I see from this StackOverflow post and this GitHub PR that the CuDNNLSTM --> LSTM conversion is possible, and I see from this GitHub PR that the conversion is possible, but I'm seeing some unexpected behavior during inference, so I'm not sure if I'm doing it correctly.
The way I am doing this now is through creating (and training) a model which has a CuDNNLSTM
layer...
inputs = tf.keras.Input(shape=(120,))
x = layers.CuDNNLSTM(100)(inputs) # or x = layers.CuDNNGRU(100)(inputs)
outputs = layers.Dense(5, activation='softmax')(x)
model = tf.keras.Model(inputs=inputs, outputs=outputs)
... compiling and training the model ...
model.compile(optimizer='adam', loss='categorical_crossentropy', metrics=['accuracy'])
model.fit(...)
... saving the model as both a json for the structure and an hdf5 file for weights, and editing the file to say it's an LSTM
layer instead of a CuDNNLSTM
layer.
model.save_weights('/path/to/weights.h5')
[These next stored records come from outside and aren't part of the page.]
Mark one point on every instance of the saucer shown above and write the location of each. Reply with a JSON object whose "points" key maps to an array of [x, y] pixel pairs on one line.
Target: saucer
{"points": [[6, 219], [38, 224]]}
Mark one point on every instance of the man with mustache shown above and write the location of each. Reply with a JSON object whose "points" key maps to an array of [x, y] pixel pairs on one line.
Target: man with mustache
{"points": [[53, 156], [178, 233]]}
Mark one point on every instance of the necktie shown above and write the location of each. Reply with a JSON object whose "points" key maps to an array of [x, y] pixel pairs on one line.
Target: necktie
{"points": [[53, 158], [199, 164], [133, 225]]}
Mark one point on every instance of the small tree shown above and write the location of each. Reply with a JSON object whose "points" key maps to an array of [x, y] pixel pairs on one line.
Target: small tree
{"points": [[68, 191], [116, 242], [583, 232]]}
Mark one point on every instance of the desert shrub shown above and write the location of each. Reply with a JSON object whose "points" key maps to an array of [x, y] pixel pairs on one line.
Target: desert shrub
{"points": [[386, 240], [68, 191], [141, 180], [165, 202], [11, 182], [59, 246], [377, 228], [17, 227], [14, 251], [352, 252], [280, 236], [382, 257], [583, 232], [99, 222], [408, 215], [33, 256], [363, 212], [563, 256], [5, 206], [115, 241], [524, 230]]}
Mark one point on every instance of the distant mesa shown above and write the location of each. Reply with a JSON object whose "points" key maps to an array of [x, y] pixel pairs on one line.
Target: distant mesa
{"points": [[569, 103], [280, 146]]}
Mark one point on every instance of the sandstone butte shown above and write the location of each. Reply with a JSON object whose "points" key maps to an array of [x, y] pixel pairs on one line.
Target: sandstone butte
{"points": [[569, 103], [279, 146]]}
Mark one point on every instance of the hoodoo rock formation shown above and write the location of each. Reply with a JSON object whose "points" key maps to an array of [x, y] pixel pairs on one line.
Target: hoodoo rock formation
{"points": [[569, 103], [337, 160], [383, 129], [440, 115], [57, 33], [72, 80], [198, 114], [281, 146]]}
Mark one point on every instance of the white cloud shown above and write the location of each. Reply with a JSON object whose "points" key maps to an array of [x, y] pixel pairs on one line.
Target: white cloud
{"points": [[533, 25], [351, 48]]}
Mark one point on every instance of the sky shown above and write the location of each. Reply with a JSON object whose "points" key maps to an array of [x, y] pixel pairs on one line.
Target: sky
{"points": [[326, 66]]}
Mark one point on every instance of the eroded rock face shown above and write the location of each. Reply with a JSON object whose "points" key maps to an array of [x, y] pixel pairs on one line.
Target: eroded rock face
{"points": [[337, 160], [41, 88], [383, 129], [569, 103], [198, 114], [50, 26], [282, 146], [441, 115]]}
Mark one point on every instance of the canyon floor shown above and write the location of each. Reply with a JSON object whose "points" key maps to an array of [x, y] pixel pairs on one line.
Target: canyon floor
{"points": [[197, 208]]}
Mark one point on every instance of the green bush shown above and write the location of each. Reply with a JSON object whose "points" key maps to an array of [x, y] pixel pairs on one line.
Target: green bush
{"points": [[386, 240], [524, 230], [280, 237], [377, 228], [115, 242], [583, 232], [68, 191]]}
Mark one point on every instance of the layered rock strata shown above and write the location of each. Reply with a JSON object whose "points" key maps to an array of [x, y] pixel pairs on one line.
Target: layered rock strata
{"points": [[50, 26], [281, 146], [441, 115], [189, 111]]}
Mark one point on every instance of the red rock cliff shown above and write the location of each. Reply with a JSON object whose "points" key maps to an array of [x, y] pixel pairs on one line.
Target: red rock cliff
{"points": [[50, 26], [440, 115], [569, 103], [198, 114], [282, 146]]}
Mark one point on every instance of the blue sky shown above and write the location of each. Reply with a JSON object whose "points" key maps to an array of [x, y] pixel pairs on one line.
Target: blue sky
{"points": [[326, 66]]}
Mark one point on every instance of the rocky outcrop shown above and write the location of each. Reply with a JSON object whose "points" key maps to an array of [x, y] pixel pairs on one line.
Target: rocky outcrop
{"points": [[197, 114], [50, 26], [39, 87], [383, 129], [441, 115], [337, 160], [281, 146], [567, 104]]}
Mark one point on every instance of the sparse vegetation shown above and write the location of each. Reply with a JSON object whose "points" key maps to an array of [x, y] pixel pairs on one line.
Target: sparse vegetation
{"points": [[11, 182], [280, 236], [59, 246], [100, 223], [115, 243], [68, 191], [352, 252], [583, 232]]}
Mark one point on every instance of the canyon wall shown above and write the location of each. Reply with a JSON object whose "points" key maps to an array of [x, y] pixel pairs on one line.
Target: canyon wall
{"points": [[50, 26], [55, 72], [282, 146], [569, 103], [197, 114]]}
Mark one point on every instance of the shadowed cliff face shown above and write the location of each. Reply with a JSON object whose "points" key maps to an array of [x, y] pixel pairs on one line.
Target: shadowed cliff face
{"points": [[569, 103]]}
# get json, edit layer name, dump into file
json_config = model.to_json()
with open('/path/to/structure.json', 'w') as json_file:
json_config_ = json.loads(json_config)
layers = json_config_['config']['layers']
for layer in layers:
if layer['class_name'].lower() == 'cudnnlstm':
layer['class_name'] = 'LSTM'
elif layer['class_name'].lower() == 'cudnngru':
layer['class_name'] = 'GRU'
json.dump(json_config_, json_file)
I am taking '/path/to/weights.h5'
and '/path/to/structure.json'
and converting them to coreml to do inference on an iphone, so it might be failing during the coreml conversion. I want to check if I am doing the conversion from CuDNN layers to LSTM/GRU layers correctly first, before investigating the coreml converter. Is this the correct way to convert from CuDNNLSTM to LSTM and from CuDNNGRU to GRU? Is there another way to do the conversion that I should be doing instead?